I’m sitting in my favorite chair that looks out to our backyard—one that is filled with 75’ cypress and pines and backs up to a 300-acre nature preserve—and am still stunned at all that has happened in the past six weeks. The photos show you what it is I see as I look out a window. My azaleas have budded, bloomed, faded, and now are back to being the green bushes they will be for most of the year. My pansies have finished blooming and lantana flowers have emerged and now are filling spaces around the pool with vibrant oranges and yellows. Old life; new life. I look around and see how quickly this yard has changed in the past six weeks and cannot help but think about how these visible changes mirror the changes in me.

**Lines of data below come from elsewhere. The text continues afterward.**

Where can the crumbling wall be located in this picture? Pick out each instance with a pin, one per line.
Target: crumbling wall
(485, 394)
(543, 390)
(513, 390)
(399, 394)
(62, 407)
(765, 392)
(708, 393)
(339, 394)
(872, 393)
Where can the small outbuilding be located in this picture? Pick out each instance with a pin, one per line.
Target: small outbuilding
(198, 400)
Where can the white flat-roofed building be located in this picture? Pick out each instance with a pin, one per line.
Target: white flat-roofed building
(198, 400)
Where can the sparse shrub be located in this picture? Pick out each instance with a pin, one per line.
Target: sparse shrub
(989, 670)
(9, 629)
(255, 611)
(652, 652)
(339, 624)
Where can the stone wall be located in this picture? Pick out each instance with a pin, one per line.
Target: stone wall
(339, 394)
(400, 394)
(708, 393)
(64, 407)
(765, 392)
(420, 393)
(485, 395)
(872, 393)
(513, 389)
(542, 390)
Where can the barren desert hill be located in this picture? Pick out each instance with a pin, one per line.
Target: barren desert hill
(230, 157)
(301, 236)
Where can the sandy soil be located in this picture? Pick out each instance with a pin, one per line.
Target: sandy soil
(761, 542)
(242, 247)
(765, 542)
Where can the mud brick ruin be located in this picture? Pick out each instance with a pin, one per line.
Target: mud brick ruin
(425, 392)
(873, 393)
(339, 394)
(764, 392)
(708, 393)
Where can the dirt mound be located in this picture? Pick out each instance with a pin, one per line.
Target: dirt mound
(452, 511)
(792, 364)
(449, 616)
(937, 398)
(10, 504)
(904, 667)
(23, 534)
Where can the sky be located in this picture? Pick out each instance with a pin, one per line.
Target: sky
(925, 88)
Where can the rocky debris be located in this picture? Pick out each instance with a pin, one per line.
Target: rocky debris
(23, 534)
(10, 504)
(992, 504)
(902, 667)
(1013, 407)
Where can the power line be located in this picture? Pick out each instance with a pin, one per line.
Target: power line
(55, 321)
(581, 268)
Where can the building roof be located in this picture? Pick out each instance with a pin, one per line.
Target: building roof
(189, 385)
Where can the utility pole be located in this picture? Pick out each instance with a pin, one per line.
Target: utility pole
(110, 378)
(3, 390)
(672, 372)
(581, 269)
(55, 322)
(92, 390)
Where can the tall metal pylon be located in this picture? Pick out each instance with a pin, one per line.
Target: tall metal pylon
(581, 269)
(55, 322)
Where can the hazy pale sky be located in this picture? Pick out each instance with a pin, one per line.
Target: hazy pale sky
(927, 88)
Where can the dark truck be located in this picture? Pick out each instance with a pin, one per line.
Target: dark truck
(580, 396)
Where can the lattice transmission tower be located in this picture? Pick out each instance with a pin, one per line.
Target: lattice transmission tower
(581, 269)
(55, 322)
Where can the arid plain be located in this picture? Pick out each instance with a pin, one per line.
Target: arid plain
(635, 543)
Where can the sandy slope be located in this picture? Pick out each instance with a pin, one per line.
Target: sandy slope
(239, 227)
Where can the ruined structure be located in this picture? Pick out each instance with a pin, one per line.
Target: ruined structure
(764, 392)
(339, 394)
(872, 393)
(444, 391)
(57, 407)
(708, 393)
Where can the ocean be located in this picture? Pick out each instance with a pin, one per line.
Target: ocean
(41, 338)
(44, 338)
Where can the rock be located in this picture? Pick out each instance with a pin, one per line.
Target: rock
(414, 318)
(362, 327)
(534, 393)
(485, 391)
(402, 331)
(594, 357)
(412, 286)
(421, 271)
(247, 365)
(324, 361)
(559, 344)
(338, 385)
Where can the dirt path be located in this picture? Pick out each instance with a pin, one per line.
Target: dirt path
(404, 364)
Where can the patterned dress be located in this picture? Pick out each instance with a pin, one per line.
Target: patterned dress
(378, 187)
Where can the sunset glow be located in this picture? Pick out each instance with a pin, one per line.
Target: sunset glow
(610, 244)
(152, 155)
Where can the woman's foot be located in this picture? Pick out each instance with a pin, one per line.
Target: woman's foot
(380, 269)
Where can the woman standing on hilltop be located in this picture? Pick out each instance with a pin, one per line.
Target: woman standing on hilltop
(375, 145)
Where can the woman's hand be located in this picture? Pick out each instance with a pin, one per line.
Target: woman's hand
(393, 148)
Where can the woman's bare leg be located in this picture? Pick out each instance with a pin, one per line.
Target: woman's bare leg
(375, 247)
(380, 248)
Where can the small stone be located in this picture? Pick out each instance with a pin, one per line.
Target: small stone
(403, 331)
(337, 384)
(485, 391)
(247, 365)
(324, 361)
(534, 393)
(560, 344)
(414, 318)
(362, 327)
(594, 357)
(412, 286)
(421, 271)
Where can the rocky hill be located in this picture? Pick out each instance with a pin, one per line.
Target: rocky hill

Six weeks ago I had barely absorbed the word cancer before heading off for surgery exactly four weeks later that left me cancer free. I hear women say they are ten-year or fifteen-year or three-year cancer survivors and I wonder if I can say I am a one-month cancer survivor? Hardly seems worth mentioning. And yet…and yet that one month changed me and I am surviving—something. It was only last week that was I finally brave enough to look into a mirror. I’m scarred and changed and though my plastic surgeon assures me I will like the way I will eventually look, “eventually” is not a word I like right now, and I grimace each time I see what I have become. My girlfriend Suzanne reminds me that I now have the flat tummy of an 18-year-old and once all reconstruction is finished will have boobs that can once again enjoy Victoria’s Secrets. The problem is, I liked myself the way I was. I was probably one of a handful of women who looked in the mirror and liked herself. It was the body of a 52-year-old, and so it had its lumps and bumps, but it was mine. Mine. It had borne my children, nursed them, enjoyed too many evenings with friends that centered on good wine, hot bread, steamed crab legs, melted butter, and gooey brownies with ice cream (Blue Bell, says the Texan) for dessert. It wasn’t some model’s perfect body, but it was mine. And now, a part of it is gone and another part has shifted to another place and there are tugs that don’t feel right and scars that haven’t yet faded and there is still a drain attached inside me and as I look in the mirror, sometimes a glance and other times a stare, I know there is something I am surviving though I cannot yet give it words.
Mostly days are good. Mostly I find something that is worth if not a full-out laugh at least a smile. The other day, the plastic surgeon asked me which part of “patience” is hard for me. “The patient part,” I admitted. And we all laughed. A good laugh. One that made the incision across my abdomen hurt. He nodded and said he liked that I was honest. And then, he invited Brad out for a scotch, said he was quite sure Brad had earned it. Brad said he would go—anytime. I suggested it wasn’t quite right for my surgeon to like my husband more than he liked me, and neither guy seemed to mind my jealousy at their friendship. But then he redeemed himself when he held my hand and said, “I’m called a reconstructive surgeon because something got hurt. Stop thinking you aren’t supposed to grieve what you lost. I rebuild because something got taken, destroyed. You lost a part of yourself. It’s ok to grieve that loss.” I suppose others have said the same thing or something similar, but there was something gentle and caring and so very understanding that finally let loose tears that had needed to fall. An hour later, sitting calmly with one of his nurses who has come to mean much to me, life seemed better. I seemed better. Brad was still there. None of this has scared him away. And my surgeon still promises that given some time, I’ll look in a mirror and like what I see. And both remind me that I am, under all the bruises and scars, drains and bandages, cancer free. Both remind me that all that I knew before this happened, I still know. All that I was, I still am. And all that I might wish to become, I still can become. Cancer free. And with a Victoria’s Secret bra.
And so, I sit here in my favorite chair and look out to a spring that in some ways is already giving way to summer, and I think not only of myself but of all the people who have helped me through this season. And I think of students who sit in our classrooms with their own scars and bruises, their own visions of themselves that the world sometimes says is damaged and I think of the many, many teachers who reach out and tell them that the world is wrong, that they are ok, and that all will be better. Plastic surgeons reconstruct, take what has been hurt and make it better. So do teachers. Every day. Do you know what a gift that is to hand to someone, to promise them that with a little patience, hard work, and skill, tomorrow will be better? It’s a great gift, a great and healing gift. I look forward to tomorrow. I hope you do as well.
A PS: There’s an obvious lag between the last post on this site and this one. I shifted for a while to CarePages.com and posted updates there. Though I’m no longer posting updates on that site, there are some funny exchanges (see especially the ones from Harvey “Smokey” Daniels and Bob Probst) that English teachers might enjoy.